I have a freshly compiled version of libjpeg 9 and tried to run jpegtran.exe on the command line with arguments:
.\jpegtran.exe -rotate 180 -outfile test_output1.jpg testimg.jpg
testimg.jpg:
test_output1.jpg: 
As you can see, it rotates the image, but it pinches it and it does not fold correctly. The usage.txt file that comes with the package is not completely updated because I had to use the -outfile switch instead of what it says:
jpegtran uses command line syntax similar to cjpeg or djpeg. On Unix-like systems, you say:
- jpegtran [switches] [inputfile]> outputfile
On most non-Unix systems, you say:
- jpegtran [switches] outputfile outputfile
where both the input and output files are jpeg files.
To specify the encoded JPEG representation used in the output file, jpegtran accepts a subset of the switches recognized by cjpeg:
- -optimize Optimize the entropy encoding options.
- -progressive Create a progressive JPEG file.
- -arithmetic Using arithmetic coding.
- -restart N Run a JPEG restart marker every N lines of MCU or every N blocks of MCU if "B" is connected to the number.
- -scans file Use the scan script specified in the specified text file.
See the previous cjpeg discussion for more details on these switches. If you do not specify any of these switches, you will get a simple JPEG source file. Quality setting, etc. defined by the input file.
An image can be converted without loss by providing one of these switches:
- -flip horizontal Mirror image horizontally (left-right).
- -flip vertical mirror image vertically (upper bottom).
- -rotate 90 Rotate the image 90 degrees clockwise.
- -rotate 180 Rotate the image 180 degrees.
- -rotate 270 Rotate the image 270 degrees clockwise (or 90 ccw).
- - transport the transpose image (via the UL-LR axis).
- -transverse Transverse translation (via the UR-LL axis).
Oddly enough (or maybe not) if I execute .\jpegtran.exe -rotate 180 -outfile test_output2.jpg test_output1.jpg , I get the original image without any clipping problems. It flips the cropped parts, but just does not align them directly with the rest of the image.
test_output2.jpg: 
I get the same result by running jpegtran.exe -rotate 90 twice.
In addition, I tried it on a larger .jpg file, which led to the same problem, but the file size was less than 18 Kbytes for output. I assume the problem is related to this.
Edit - I also found this ad unit, which seems to describe the problem:
jpegtran default behavior when converting an odd-sized image designed to maintain accurate reversibility and mathematical consistency of many transformations. As indicated, transposition can flip the entire image area. Horizontal mirroring leaves any partial iMCU column on the right edge untouched, but it can flip all rows of an image. Similarly, vertical mirroring leaves any partial iMCU row at the bottom edge intact, but you can flip all columns. other transformations can be created as sequences of transposing and flipping operations; for consistency, their actions on the extreme pixels are determined to be the same as the final result of the corresponding transposed and flip sequence.
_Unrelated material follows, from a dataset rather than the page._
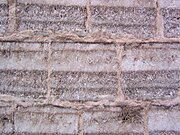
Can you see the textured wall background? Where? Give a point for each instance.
(106, 67)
The -trim switch works if you can name it, and truncates unorganized data, but the image is smaller and lost data.
test_output5.jpg: 
Adding an -perfect switch that supposedly stops the above leads to this: transformation is not perfect for output and without an image.
So it is impossible to rotate .jpg without loss? I could go into the paint myself and restore the original image by simply moving the boundary lines to their correct place. Is there a way to do this in libjpeg?